Alien director Ridley Scott has said he wants to replace the titular creature in its own franchise, but with respect to the legendary filmmaker, he just doesn't seem to understand the Xenomorph anymore. The beast is far from "cooked."
Ridley Scott's work in the sci-fi genre is rightly considered groundbreaking, with both Alien and Blade Runner presenting visions of the future that influenced the genre for decades to come. Scott's return to the Alien franchise with Prometheus was highly anticipated, but that movie would ultimately split viewers down the middle. The movie also established the director was moving away from familiar tropes like eggs, facehuggers and even the classic Xenomorph itself.
Alien: Covenant offered an olive leave to viewers who missed the Alien by bringing it back but given the monster's lackluster appearance in the final act, it was clear Scott's heart wasn't really in it. The director has made it clear he wants the android David 8 (Michael Fassbender) to be the new franchise villain, but while Scott's prequel movies aren't lacking in ambition, they'd be wrong to cast the creature out into deep space.

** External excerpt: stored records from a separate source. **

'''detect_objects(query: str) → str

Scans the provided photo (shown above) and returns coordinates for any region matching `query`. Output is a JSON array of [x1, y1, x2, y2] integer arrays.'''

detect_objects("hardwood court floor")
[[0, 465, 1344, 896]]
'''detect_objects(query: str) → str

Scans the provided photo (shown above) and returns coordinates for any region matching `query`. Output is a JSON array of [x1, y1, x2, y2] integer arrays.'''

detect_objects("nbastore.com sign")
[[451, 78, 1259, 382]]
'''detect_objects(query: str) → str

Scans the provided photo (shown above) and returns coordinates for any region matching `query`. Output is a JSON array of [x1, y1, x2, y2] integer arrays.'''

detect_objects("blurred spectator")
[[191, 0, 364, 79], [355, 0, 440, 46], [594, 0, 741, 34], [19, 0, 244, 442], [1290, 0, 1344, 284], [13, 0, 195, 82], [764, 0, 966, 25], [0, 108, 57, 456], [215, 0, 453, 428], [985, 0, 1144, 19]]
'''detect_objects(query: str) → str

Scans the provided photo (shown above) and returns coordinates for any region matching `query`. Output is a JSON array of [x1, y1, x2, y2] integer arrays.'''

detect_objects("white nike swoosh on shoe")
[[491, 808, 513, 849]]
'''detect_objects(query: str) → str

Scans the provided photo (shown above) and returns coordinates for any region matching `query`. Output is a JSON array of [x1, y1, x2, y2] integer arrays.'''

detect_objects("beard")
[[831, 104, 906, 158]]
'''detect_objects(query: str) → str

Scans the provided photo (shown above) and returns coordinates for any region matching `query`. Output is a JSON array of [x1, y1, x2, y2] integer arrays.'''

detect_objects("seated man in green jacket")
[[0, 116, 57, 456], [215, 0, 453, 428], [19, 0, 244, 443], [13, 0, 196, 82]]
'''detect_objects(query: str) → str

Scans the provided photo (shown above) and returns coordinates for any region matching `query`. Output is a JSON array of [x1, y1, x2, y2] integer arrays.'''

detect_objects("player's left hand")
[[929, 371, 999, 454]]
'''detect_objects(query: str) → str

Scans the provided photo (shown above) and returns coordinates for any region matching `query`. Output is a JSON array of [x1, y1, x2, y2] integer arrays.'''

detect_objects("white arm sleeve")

Why Scott Feels The Beast Has "Run Out"
The Alien franchise has appeared in just about every medium imaginable, from video games to comics and all the way to Funko toys. In the original movie the creature was a sleek, unknowable entity that struck from the shadows with terrifying violence; by Alien Vs Predator, he was having WWE-style scrapes with a rival franchise. It's impossible to recapture the raw terror the Xenomorph inspired in his first outing, and after nearly 40 years of overexposure, it's tough to approach the beast from a fresh angle.
Scott knows this all too well, which is one reason he wants to move on. In fact, the original script for Prometheus was dubbed Alien: Engineers and was a straight-up Alien movie containing facehuggers and new twists on the Xenomorph, but Scott had these elements scrubbed out in subsequent rewrites.
The original Alien is ultimately a slasher movie is space – albeit one with impeccable casting, design and pacing. At this stage in his life and career, that's not something that interests Scott. He's fascinated by subjects like A.I., religion and the relationship between creator and created, and he's using the character of David to explore those themes through his Alien prequels. To Scott, David is an Alien in his own right, and if the series is to evolve and survive, it needs to break away from the past.
Why The Alien Is Still A Great Villain
While Scott has a point about the Xenomorph being overexposed through sequels and other mediums, that doesn't mean he's lost his power to terrify. Scott himself recently acknowledged that without Giger's design the original won't have worked and it was a true original that couldn't be replaced.
From the monster's eerie design to its underlying sexual menace – a hallmark of Giger's artwork – the Xenomorph can still be petrifying under the right circumstances. Take 2013 video game Alien: Isolation. That title acts as a direct sequel to the original film and finds Ripley's daughter Amanda trapped on a decaying space station with a relentless Alien stalking her. The game strips players of pulse rifles or smartguns and instead has them cowering in a corner, hoping the creature doesn't notice them when it suddenly drops from an air vent.
The game used the same psychological tricks Scott employed in the original and proved they still work. Isolation paints the beast as a nigh-unstoppable killer that can't be stopped with guns or explosives. Sadly, the director himself doesn't seem to understand this, which is why he treated the creature like a generic monster in Covenant. Instead of trying to push it away he needs to embrace it, and if his proposed third Alien prequel comes to be, he needs to help restore the beast to its former glories.
The Alien is an iconic monster for good reason, and fans want to see him at his best. If Ridley Scott really feels the beast is "cooked," then now's the time to take it out of the oven and serve it to a fan base hungry to see the creature at its best on the big screen.